A: If there’s going to be an army, I think it should be a citizens’ army, not a mercenary army. There are several kinds of mercenary armies. One model is the French Foreign Legion, where the imperial power just organizes a mercenary army. Another model is a volunteer army, which is in effect a mercenary army of the disadvantaged. People like us, except for the occasional maniacs, don’t volunteer for it. But people like Lynndie England do volunteer, because they come from a background where that may be their only opportunity. So you end up getting a mercenary army of the disadvantaged, and that’s much more dangerous than a citizens’ army.

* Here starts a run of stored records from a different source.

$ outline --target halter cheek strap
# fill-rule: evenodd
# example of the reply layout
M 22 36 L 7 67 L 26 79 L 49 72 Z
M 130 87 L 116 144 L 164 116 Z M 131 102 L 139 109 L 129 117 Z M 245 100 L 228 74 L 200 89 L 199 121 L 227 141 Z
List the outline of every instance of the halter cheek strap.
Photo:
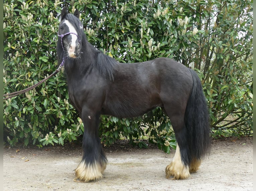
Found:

Q: How do you respond to people who say “People in the US are too comfortable. Things will have to get much worse before there is protest?”
A: Serious movements sometimes come from people who are oppressed and other times it comes from sectors of privilege. It’s a mixture of privileged and oppressed coming to consciousness…On the part of the oppressed, it’s necessary to recognize that oppression is not just unpleasant but also wrong. And that’s not so simple. Established practices and conventions are usually taken for granted, not questioned. To recognize that there is nothing necessarily legitimate about power is a big step no matter which side of the equation you are on. A recognition that you are beating someone can be very enlightening. It’s a big step to say “There is something wrong with the fact we are holding the club.” That recognition is the beginning of civilization.

Buzzmarketing, by Mark Hughes

If you believe, as I do, that customer-driven, peer-to-peer, viral marketing will soon replace coercive, broadcast, top-down advertising as the means of persuading people what to buy, then you’re probably going to be interested in a book that promises to tell you how to create buzz, how to get customers’ attention so they’ll talk to each other about your product or service. This book does exactly that.

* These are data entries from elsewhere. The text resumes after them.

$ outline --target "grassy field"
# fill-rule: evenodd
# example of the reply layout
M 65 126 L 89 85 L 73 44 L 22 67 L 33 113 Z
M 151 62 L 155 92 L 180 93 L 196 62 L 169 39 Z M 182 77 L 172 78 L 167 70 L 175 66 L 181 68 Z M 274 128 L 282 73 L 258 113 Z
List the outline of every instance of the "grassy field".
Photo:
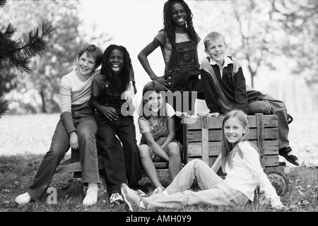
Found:
M 301 165 L 290 167 L 285 176 L 288 192 L 281 197 L 287 210 L 284 212 L 318 212 L 318 121 L 316 114 L 294 117 L 290 124 L 290 145 Z M 56 174 L 51 186 L 57 191 L 57 203 L 49 204 L 49 194 L 30 205 L 19 206 L 16 196 L 25 192 L 32 183 L 35 174 L 49 150 L 52 136 L 59 120 L 59 114 L 23 116 L 5 115 L 0 119 L 0 212 L 121 212 L 125 206 L 111 207 L 107 195 L 97 205 L 82 206 L 81 181 L 72 174 Z M 300 119 L 302 119 L 300 120 Z M 138 138 L 137 138 L 138 139 Z M 69 157 L 66 155 L 66 158 Z M 165 185 L 169 181 L 163 181 Z M 153 188 L 148 179 L 140 184 L 146 193 Z M 167 212 L 275 212 L 258 198 L 247 206 L 212 207 L 204 205 L 185 206 L 182 209 L 158 209 Z M 146 212 L 146 211 L 145 211 Z

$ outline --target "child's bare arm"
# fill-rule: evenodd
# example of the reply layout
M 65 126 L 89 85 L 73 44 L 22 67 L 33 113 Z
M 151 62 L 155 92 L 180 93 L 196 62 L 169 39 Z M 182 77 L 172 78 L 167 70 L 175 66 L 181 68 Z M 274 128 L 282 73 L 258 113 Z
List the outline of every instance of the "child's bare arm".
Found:
M 139 60 L 141 66 L 146 72 L 147 72 L 149 77 L 153 81 L 158 81 L 163 85 L 165 85 L 166 82 L 164 79 L 164 76 L 157 76 L 153 72 L 151 66 L 150 66 L 149 61 L 148 60 L 148 56 L 151 54 L 155 49 L 160 46 L 160 42 L 156 39 L 149 43 L 143 50 L 138 54 L 138 59 Z

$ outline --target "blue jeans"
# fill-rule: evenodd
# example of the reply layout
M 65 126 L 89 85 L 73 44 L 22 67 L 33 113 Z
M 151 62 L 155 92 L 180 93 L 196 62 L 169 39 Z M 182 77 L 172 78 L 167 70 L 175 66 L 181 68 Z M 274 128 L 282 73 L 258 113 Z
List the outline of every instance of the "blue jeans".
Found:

Hughes provides many stories of companies that have employed six ‘secrets’ to get and sustain buzz:

  1. Provoke conversations by providing something taboo, unusual, outrageous, hilarious, remarkable, or secret.
  2. Provide a story to the mainstream media that is David-and-Goliath, unusual, outrageous, controversial, celebrity-related or related to something that’s already hot. These are the stories these media like.
  3. Use a mix of media, unusual media your competition isn’t using, quirky, unglitzy approaches, and unusual, attention-getting media approaches (like product placement in movies).
  4. Be prepared to take big risks in approach and goals, and face ridicule from detractors who will say it can’t be done.
  5. Out-think competitors: Cause a stir, focus on a clear definition of the problem to gain clarity on direction, spend lots of face time with customers, try lots of experiments, encourage friendly rivalries, understand the importance of names, and provide useful content in your messages.
  6. Monitor marketing effectiveness: Be alert to early-warning signals, get management to hear what customers are saying, ask customers where they heard of you and whether they’d go out of their way to recommend you, and get your employees talking.

Some of the examples in the book left me flat (Britney Spears and American Idol — ugh!) but the techniques do make sense. You don’t have to compromise your principles and pander to your audience to create buzz. Viral marketing will often happen even without your encouragement, or not happen despite your encouragement. But most of the ideas in this book don’t cost a lot, and they do recognize facts about human nature we may tend to forget. Your customers may get your product to catch fire by simply rubbing two sticks together, but there’s no harm in helping out by blowing gently on the spark.